Yine aynı şekilde tanınmış markalara için getirilen koruma gereği (Dilution Theory), üçüncü kişilerin tanınmış bir markayı veya benzerini haksız yarar sağlamak amacıyla (free riding), markanın ayırt edici karakterine (blurring) veya itibarına (tarnishment) zarar verecek şekilde kullanması marka sahibi tarafından engellenebilir. Örneğin, North Face v. South Butt davasında davacı North Face, davalıya ait South Butt markasının kendi markalarının itibarını zedeleyeceğini de iddia etmiştir. Yine, diğer önemli bir marka parodisi davası olan Louis Vuitton v. Haute Diggity Dog davasında davacı Louis Vuitton, davalı Haute Diggity Dog’un kendi çanta tasarımlarını taklit eden Chewy Vuiton adlı köpek oyuncaklarının markanın ayırt edici karakterine (blurring) veya itibarına (tarnishment) zarar vereceğini iddia etmiştir. (Link)
Bir Savunma Türü Olarak Parodi
Aslında, Amerikan Hukukunda parodi marka hakkı ihlaline karşı bir savunma olarak kabul edilmektedir. “The Lanham Act” olarak bilinen markaların korunmasına ilişkin federal düzeydeki mevzuatta tanınmış markalar sulandırılma (dilution)’ya karşı korunmuş; fakat parodi bu durumun istisnalarından biri olarak yasada yer almıştır (15 U.S. Code § 1125). Yani, bir marka sahibinin markasının parodisinin ticari olarak kullanan üçüncü kişilere karşı açacağı davada üçüncü kişiler parodi savunmasında bulunabilirler. (Link) Fakat bu durum her parodi savunmasının başarılı olacağı anlamına gelmiyor. Parodi sahibinin ifade özgürlüğü ile tanınmış marka sahibinin sınai hakkı arasındaki menfaat dengesinin her somut olayda farklılık arzedebileceğini söyleyebilirz.

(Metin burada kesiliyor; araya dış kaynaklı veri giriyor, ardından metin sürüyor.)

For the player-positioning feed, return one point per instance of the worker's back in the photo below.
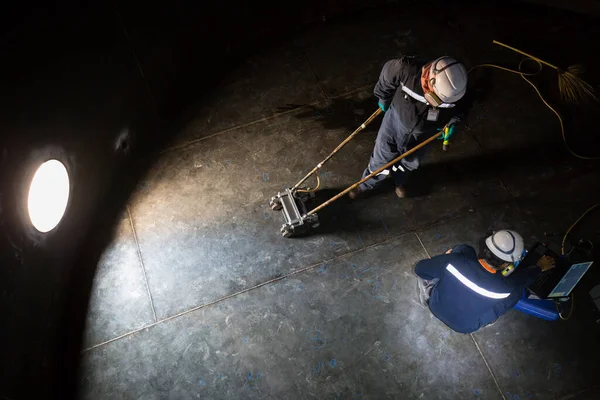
(467, 297)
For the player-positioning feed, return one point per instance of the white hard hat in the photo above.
(506, 245)
(450, 79)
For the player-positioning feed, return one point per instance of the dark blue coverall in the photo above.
(466, 297)
(405, 122)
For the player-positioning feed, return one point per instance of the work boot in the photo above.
(354, 193)
(400, 192)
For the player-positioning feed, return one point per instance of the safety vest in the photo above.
(473, 286)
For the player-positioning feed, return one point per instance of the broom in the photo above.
(573, 89)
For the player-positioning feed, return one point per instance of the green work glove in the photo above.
(382, 106)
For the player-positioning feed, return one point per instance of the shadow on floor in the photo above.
(340, 113)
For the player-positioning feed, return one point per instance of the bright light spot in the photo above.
(48, 195)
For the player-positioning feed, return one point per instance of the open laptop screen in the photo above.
(571, 278)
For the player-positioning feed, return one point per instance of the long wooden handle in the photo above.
(525, 54)
(338, 148)
(372, 174)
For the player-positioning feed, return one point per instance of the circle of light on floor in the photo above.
(48, 195)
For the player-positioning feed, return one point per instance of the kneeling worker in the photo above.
(466, 291)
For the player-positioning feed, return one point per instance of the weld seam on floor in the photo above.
(284, 276)
(142, 265)
(488, 366)
(233, 128)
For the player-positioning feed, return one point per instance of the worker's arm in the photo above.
(431, 268)
(392, 76)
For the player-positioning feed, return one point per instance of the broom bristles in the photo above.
(572, 88)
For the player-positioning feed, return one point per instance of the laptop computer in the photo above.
(558, 282)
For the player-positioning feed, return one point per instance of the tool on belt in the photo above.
(293, 201)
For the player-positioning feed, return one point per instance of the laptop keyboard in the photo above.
(540, 281)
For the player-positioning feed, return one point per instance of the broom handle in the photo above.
(349, 138)
(525, 54)
(372, 174)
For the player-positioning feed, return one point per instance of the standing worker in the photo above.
(467, 292)
(418, 99)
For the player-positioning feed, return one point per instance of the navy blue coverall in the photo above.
(405, 123)
(466, 297)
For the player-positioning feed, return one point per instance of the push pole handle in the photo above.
(339, 147)
(372, 174)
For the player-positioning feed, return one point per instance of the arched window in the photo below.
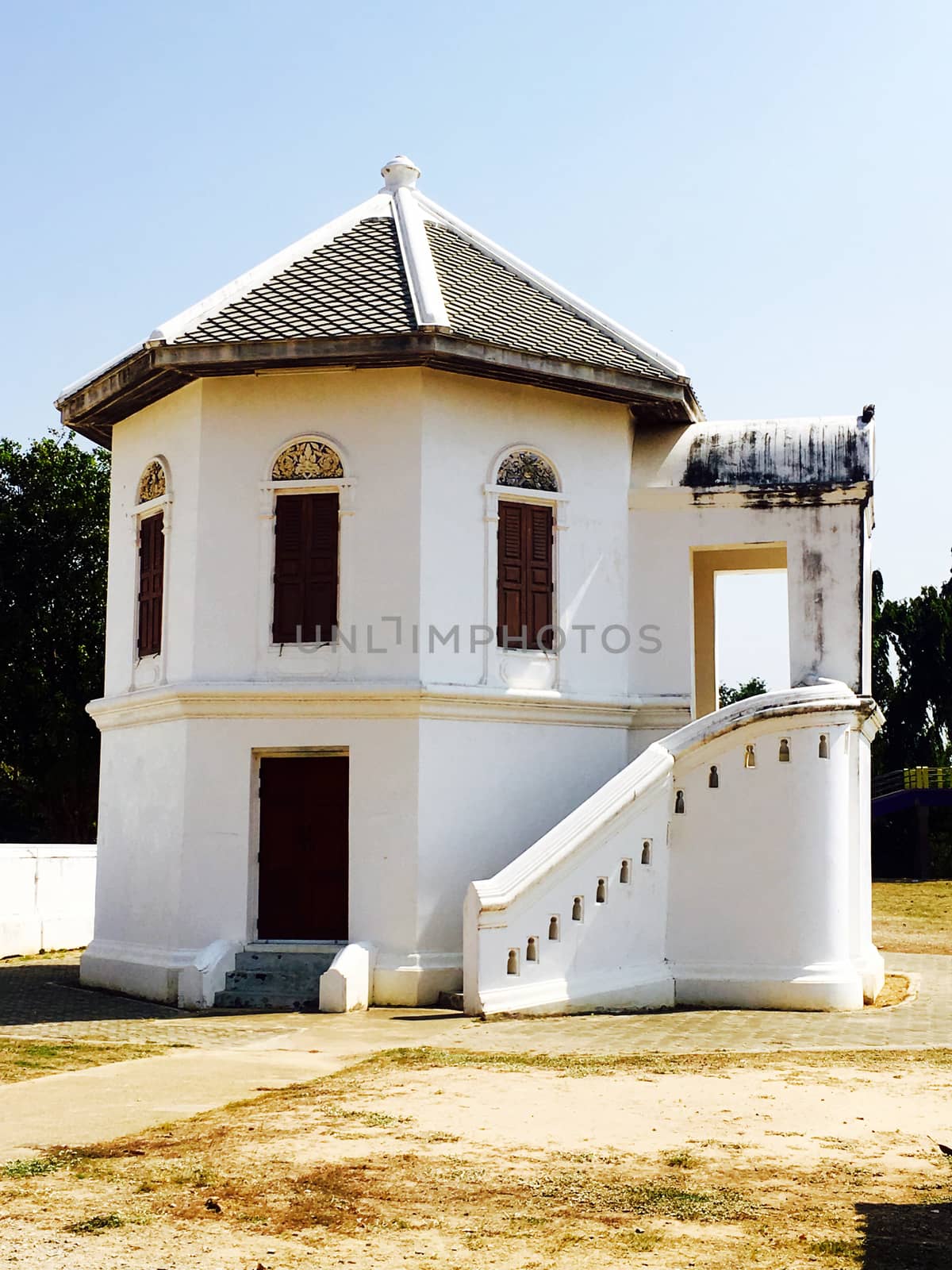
(526, 577)
(152, 560)
(152, 483)
(306, 544)
(524, 469)
(308, 460)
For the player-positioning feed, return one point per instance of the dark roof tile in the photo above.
(352, 286)
(490, 302)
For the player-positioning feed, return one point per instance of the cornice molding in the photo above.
(306, 700)
(156, 370)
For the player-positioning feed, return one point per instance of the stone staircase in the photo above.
(277, 977)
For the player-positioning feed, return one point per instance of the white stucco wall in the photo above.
(46, 897)
(825, 548)
(461, 755)
(467, 425)
(488, 791)
(758, 888)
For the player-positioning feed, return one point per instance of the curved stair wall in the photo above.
(727, 865)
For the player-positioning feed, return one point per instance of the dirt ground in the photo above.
(913, 916)
(475, 1161)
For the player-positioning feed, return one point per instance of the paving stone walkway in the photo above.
(42, 1000)
(232, 1056)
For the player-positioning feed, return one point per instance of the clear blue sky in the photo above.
(759, 188)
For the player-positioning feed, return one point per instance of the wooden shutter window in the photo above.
(306, 539)
(152, 575)
(524, 575)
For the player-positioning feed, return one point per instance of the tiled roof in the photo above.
(490, 302)
(399, 281)
(353, 286)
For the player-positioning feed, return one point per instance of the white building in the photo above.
(412, 568)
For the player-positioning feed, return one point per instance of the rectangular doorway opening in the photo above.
(742, 629)
(304, 848)
(752, 632)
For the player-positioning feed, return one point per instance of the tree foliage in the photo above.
(54, 537)
(753, 687)
(912, 654)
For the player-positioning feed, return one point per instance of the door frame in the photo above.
(706, 563)
(255, 827)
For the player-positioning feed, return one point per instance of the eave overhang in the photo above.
(159, 368)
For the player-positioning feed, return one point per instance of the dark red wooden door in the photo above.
(524, 579)
(302, 863)
(152, 572)
(306, 568)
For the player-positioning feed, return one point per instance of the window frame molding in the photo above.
(150, 671)
(276, 660)
(520, 668)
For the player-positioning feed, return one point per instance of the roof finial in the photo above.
(400, 173)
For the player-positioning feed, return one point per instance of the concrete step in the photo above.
(267, 1003)
(291, 984)
(270, 959)
(270, 978)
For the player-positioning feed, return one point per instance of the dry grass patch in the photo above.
(913, 918)
(25, 1060)
(894, 991)
(513, 1161)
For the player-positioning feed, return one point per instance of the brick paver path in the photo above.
(42, 1000)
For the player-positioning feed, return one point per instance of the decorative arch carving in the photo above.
(524, 469)
(152, 483)
(308, 460)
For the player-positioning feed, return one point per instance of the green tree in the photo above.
(54, 537)
(749, 689)
(912, 657)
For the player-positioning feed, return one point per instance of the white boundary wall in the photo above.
(48, 897)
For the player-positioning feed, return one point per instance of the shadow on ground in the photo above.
(51, 994)
(907, 1236)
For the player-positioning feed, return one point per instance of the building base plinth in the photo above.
(187, 978)
(416, 979)
(818, 987)
(653, 990)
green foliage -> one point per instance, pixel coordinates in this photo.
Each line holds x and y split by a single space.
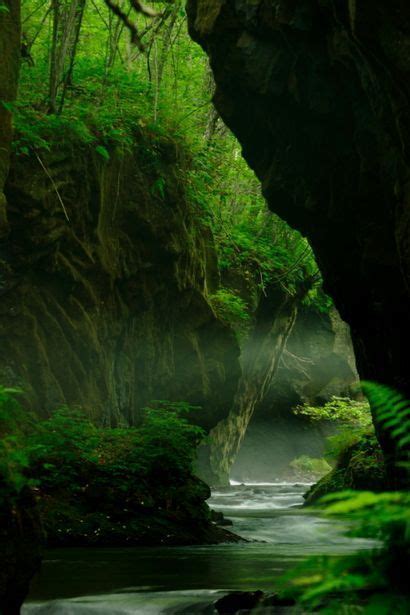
342 409
354 419
365 580
231 309
14 456
115 95
62 453
375 582
392 413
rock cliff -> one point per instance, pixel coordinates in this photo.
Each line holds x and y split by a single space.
317 363
317 92
104 285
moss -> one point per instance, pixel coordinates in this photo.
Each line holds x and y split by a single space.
360 466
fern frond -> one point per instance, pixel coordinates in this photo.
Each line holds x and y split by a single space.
392 412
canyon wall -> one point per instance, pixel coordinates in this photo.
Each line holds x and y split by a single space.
317 92
105 279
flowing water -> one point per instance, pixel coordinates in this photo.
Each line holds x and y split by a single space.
187 580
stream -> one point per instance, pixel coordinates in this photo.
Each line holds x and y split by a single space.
185 580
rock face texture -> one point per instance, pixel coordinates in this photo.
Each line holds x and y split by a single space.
317 363
260 358
9 70
317 91
104 285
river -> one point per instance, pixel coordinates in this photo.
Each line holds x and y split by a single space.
187 580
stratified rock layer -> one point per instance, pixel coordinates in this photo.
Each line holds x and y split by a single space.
104 285
318 363
318 94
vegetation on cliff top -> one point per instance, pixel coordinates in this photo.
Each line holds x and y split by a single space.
83 84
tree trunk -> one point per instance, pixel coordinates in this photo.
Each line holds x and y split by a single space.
9 71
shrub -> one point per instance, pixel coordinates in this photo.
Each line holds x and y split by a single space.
231 309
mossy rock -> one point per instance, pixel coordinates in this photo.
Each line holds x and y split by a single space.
360 466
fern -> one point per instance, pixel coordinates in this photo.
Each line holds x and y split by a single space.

AB Hukukunda ise parodi açıkça bir savunma türü olarak kabul edilmiş değildir. Fakat, 2015 yılında çıkarılan AB Marka Direktifi (Direktif) Recital 27’de (2008 versiyonundan farklı olarak) markanın üçüncü kişilerce, sınai ve ticari hayatın akışına uygun olarak dürüstçe kullanmak kaydıyla, sanatsal ifade amacıyla kullanımının adil bir kullanım olarak kabul edilmesi gerektiği belirtilmiştir. Bu manada, Direktif’in tanınmış markalara ilişkin korumayı düzenleyen 10(2)(c) maddesinde yer alan “haklı bir sebep olmaksızın” ibaresi parodilerin için yasal bir zemin oluşturabileceğini belirtmekte fayda var. (Link) Diğer bir deyişle, parodiler haklı kullanım çerçevesinde değerlendirilerek tanınmış markalara sağlanan korumanın kapsamı dışında kalabilir.
Türk Hukuku açısından ise, 2017 yılında yürürlüğe giren SMK’da parodilere ilişkin açık bir hüküm bulunmamaktadır. Fakat Mülga 556 sayılı (Markaların Korunması Hakkında) KHK’da yer almayan tanınmış markalara ilişkin tanınan korumada “haklı sebep olmaksızın” ifadesi SMK’da yer almaktadır. Yani, (AB Marka Hukuku’nda olduğu gibi) bazı parodilerin haklı kullanım çerçevesinde değerlendirilerek tanınmış markalara sağlanan korumanın kapsamı dışında tutulabileceği kanaatindeyim.